The Economist has a great interactive infographic this week on the dangers of what the research transparency community calls the ``file-drawer problem.'' Not to sound like a whiny grad student, or anything, but research is hard. We're under a lot of pressure to produce one or two big, punchy results that are exciting and attractive to journals. Of course, for every published paper, there are probably upwards of ten others locked away somewhere - in the past, in file cabinets in academic offices; these days, buried in a Dropbox. The problem with this is that if we only publish those big flashy results, we end up with a distorted view of the world. If (I'm going to pick on an arbitrary set of studies here - I have no reason to think that this is necessarily the case) the only results on energy markets to get published are those that show evidence of the massive exercise of market power, we're likely to conclude that there is massive market power in electricity markets. It might be the case, though, that through a combination of authors not submitting and journals not publishing results that aren't statistically significantly different from zero, that the real story is that in most electricity markets, there is no evidence of market power.
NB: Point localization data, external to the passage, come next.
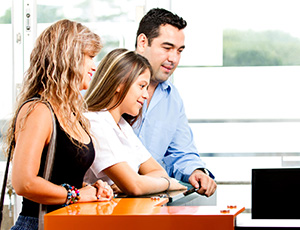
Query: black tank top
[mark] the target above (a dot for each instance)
(70, 165)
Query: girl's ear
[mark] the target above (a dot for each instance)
(119, 88)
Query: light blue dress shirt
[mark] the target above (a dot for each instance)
(164, 130)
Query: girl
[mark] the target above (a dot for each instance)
(115, 98)
(61, 64)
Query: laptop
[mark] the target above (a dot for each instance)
(276, 193)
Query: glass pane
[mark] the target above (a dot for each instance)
(113, 20)
(6, 61)
(261, 33)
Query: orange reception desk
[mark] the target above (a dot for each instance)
(141, 214)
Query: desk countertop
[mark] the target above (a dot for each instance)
(142, 214)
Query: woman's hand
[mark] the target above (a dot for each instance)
(175, 185)
(88, 193)
(116, 189)
(104, 191)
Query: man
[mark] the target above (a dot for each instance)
(164, 128)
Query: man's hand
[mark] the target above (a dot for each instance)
(208, 185)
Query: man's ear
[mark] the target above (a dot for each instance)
(119, 88)
(142, 43)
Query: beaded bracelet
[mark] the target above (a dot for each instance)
(169, 183)
(73, 194)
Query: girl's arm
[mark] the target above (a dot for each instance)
(30, 141)
(153, 179)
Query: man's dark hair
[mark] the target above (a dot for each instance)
(150, 23)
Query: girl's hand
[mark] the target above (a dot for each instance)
(104, 191)
(175, 185)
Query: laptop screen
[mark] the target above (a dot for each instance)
(276, 193)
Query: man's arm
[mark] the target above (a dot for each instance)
(183, 162)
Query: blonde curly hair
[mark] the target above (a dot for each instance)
(56, 72)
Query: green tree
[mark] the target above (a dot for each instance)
(267, 48)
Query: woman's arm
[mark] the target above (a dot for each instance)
(30, 141)
(132, 183)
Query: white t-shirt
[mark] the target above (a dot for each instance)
(113, 145)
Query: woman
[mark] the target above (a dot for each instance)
(61, 64)
(115, 98)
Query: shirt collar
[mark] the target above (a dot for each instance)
(166, 85)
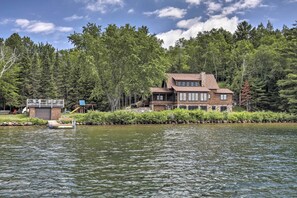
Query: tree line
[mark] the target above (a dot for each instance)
(106, 66)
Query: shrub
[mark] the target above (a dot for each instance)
(181, 115)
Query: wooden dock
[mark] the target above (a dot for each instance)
(53, 124)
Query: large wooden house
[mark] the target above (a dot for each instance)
(191, 91)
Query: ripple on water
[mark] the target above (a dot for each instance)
(150, 161)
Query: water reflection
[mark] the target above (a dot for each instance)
(150, 161)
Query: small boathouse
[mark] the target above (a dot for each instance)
(47, 109)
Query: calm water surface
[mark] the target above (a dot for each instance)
(150, 161)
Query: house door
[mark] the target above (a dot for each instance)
(43, 113)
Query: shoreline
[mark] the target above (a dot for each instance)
(18, 124)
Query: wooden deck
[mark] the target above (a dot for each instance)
(53, 124)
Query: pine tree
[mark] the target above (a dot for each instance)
(246, 95)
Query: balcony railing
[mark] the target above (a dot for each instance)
(45, 103)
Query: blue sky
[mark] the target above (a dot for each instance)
(53, 20)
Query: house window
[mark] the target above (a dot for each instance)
(223, 97)
(223, 108)
(204, 108)
(193, 96)
(203, 96)
(160, 97)
(192, 107)
(182, 96)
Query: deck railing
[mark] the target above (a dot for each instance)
(45, 103)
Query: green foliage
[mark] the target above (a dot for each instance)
(21, 119)
(180, 116)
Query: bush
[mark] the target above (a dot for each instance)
(181, 115)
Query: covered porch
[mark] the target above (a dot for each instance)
(162, 99)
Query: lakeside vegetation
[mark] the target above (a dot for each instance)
(176, 116)
(20, 119)
(179, 116)
(258, 63)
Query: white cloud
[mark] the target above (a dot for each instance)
(130, 11)
(39, 27)
(194, 26)
(188, 23)
(73, 17)
(64, 29)
(194, 2)
(241, 5)
(5, 21)
(102, 5)
(168, 12)
(22, 22)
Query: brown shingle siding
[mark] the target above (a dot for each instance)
(209, 85)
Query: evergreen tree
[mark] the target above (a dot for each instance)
(246, 96)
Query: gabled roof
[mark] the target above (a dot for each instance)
(211, 82)
(195, 89)
(174, 76)
(222, 91)
(160, 90)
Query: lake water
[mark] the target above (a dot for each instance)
(238, 160)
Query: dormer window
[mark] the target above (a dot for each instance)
(188, 83)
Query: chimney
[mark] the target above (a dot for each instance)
(203, 79)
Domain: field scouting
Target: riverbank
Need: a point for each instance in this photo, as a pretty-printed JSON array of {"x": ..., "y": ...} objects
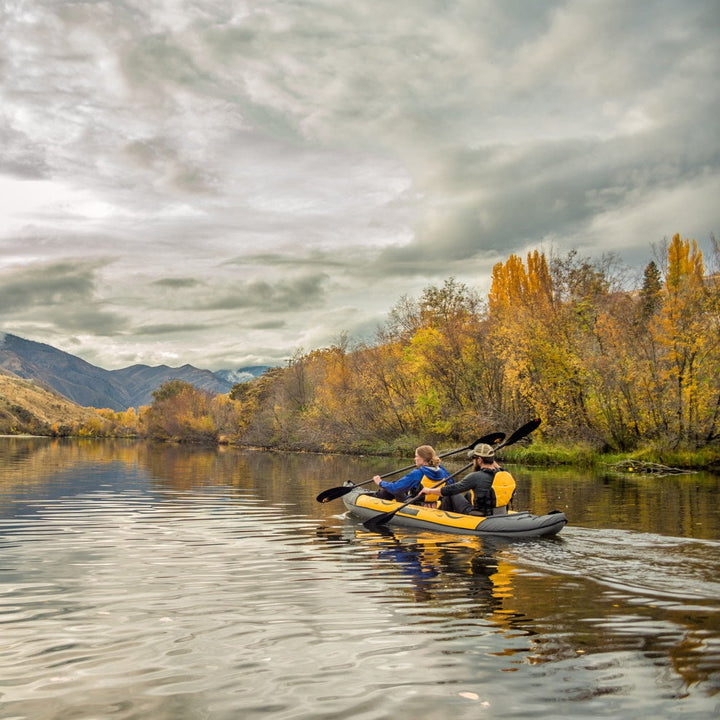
[{"x": 541, "y": 453}]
In this case, the scientific record misrepresents the actual state of the world, as well as the level of knowledge in the community.
So, how should we understand published results in light of this problem? There are a couple of things that we can do to counter these biases. First, we can do more meta-analysis. How does this help? Meta-analyses let us formally collect knowledge about the current state of the literature. Of course, a meta-analytic result will only incorporate research that made it out of the file drawer, but we can follow the example set by Sol Hsiang, Marshall Burke, and Ted Miguel in a reply in Climatic Change and test the sensitivity of our meta-analyses to the inclusion of the most contradictory studies or even to hypothetical studies with null results to assess how confident we should be in the published record (see Figure 1, Panel A in Hsiang, Burke, Miguel for a nice graphical depiction of this process).
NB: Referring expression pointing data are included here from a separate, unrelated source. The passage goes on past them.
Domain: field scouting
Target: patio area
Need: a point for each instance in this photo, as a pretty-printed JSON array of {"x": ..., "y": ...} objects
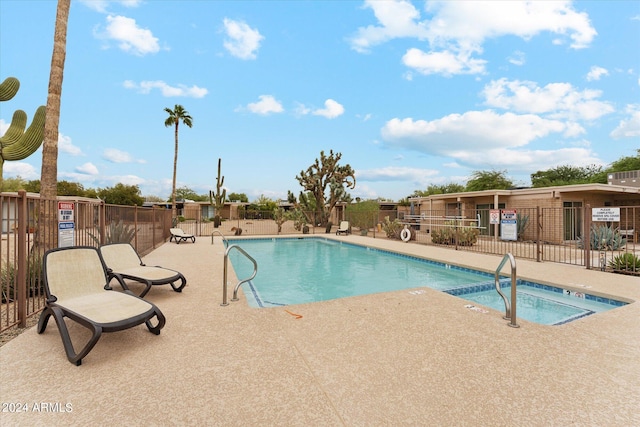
[{"x": 396, "y": 358}]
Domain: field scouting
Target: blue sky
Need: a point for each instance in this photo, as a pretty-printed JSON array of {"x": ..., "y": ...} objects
[{"x": 412, "y": 93}]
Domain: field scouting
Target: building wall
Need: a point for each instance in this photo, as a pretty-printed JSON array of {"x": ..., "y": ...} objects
[{"x": 552, "y": 204}]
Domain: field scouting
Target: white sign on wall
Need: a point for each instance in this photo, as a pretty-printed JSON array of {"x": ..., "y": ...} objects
[
  {"x": 605, "y": 214},
  {"x": 509, "y": 225}
]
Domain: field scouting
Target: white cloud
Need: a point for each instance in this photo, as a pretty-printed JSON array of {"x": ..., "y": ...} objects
[
  {"x": 331, "y": 110},
  {"x": 421, "y": 176},
  {"x": 87, "y": 169},
  {"x": 66, "y": 146},
  {"x": 102, "y": 5},
  {"x": 485, "y": 139},
  {"x": 242, "y": 41},
  {"x": 167, "y": 91},
  {"x": 4, "y": 126},
  {"x": 267, "y": 105},
  {"x": 628, "y": 128},
  {"x": 129, "y": 179},
  {"x": 301, "y": 110},
  {"x": 64, "y": 142},
  {"x": 114, "y": 155},
  {"x": 558, "y": 100},
  {"x": 445, "y": 62},
  {"x": 397, "y": 19},
  {"x": 472, "y": 131},
  {"x": 453, "y": 40},
  {"x": 21, "y": 169},
  {"x": 517, "y": 58},
  {"x": 129, "y": 36},
  {"x": 596, "y": 72}
]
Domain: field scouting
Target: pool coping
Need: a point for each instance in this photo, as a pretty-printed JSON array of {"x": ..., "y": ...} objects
[{"x": 398, "y": 358}]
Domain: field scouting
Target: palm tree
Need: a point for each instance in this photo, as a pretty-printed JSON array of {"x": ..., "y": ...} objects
[
  {"x": 175, "y": 116},
  {"x": 49, "y": 169}
]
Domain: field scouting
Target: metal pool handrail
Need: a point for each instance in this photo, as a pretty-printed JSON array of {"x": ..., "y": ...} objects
[
  {"x": 224, "y": 277},
  {"x": 225, "y": 242},
  {"x": 510, "y": 309}
]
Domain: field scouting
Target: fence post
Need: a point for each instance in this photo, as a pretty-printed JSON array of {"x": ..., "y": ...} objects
[
  {"x": 102, "y": 225},
  {"x": 538, "y": 227},
  {"x": 135, "y": 227},
  {"x": 22, "y": 258},
  {"x": 586, "y": 233}
]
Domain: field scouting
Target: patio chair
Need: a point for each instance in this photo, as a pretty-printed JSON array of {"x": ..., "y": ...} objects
[
  {"x": 179, "y": 235},
  {"x": 75, "y": 284},
  {"x": 344, "y": 228},
  {"x": 123, "y": 262}
]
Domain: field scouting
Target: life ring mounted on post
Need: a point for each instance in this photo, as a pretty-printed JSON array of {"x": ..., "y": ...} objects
[{"x": 405, "y": 234}]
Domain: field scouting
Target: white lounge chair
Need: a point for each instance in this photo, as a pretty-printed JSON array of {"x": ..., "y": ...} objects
[
  {"x": 123, "y": 262},
  {"x": 75, "y": 284},
  {"x": 179, "y": 235},
  {"x": 344, "y": 228}
]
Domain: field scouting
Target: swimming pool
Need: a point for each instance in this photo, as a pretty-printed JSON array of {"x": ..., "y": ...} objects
[{"x": 304, "y": 270}]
Next, we can make an effort to make sure our results (both statistically significant and not) end up in the world. A working paper on a website isn't the same as a publication in Econometrica, but it's a start. Pre-registration is a great way to create a record of what people are working on, and will hopefully enable follow-ups if research that is pre-registered never appears. Journals can also contribute to this effort by becoming more willing to publish properly-executed null results. On the researcher end, I think we can also do more to poke our null results - did we have the requisite sample size to even detect an effect when we started? Are we using the correct estimation strategy? Are our econometrics defensible? If so, we should be willing to stand by them.
I for one have been staring at figures full of null results for the past couple of days. I'll attempt to do my part by the following: I promise that some version of these results (whether they end up null or no) will end up as a post here, at the very least. Take that, file cabinet.
PS: Side plug for BITSS, the Berkeley Institute for Transparency in the Social Sciences. The guys over there are working hard at making social science research better and more transparent (and keeping work out of electronic file cabinets everywhere!). Highly recommend.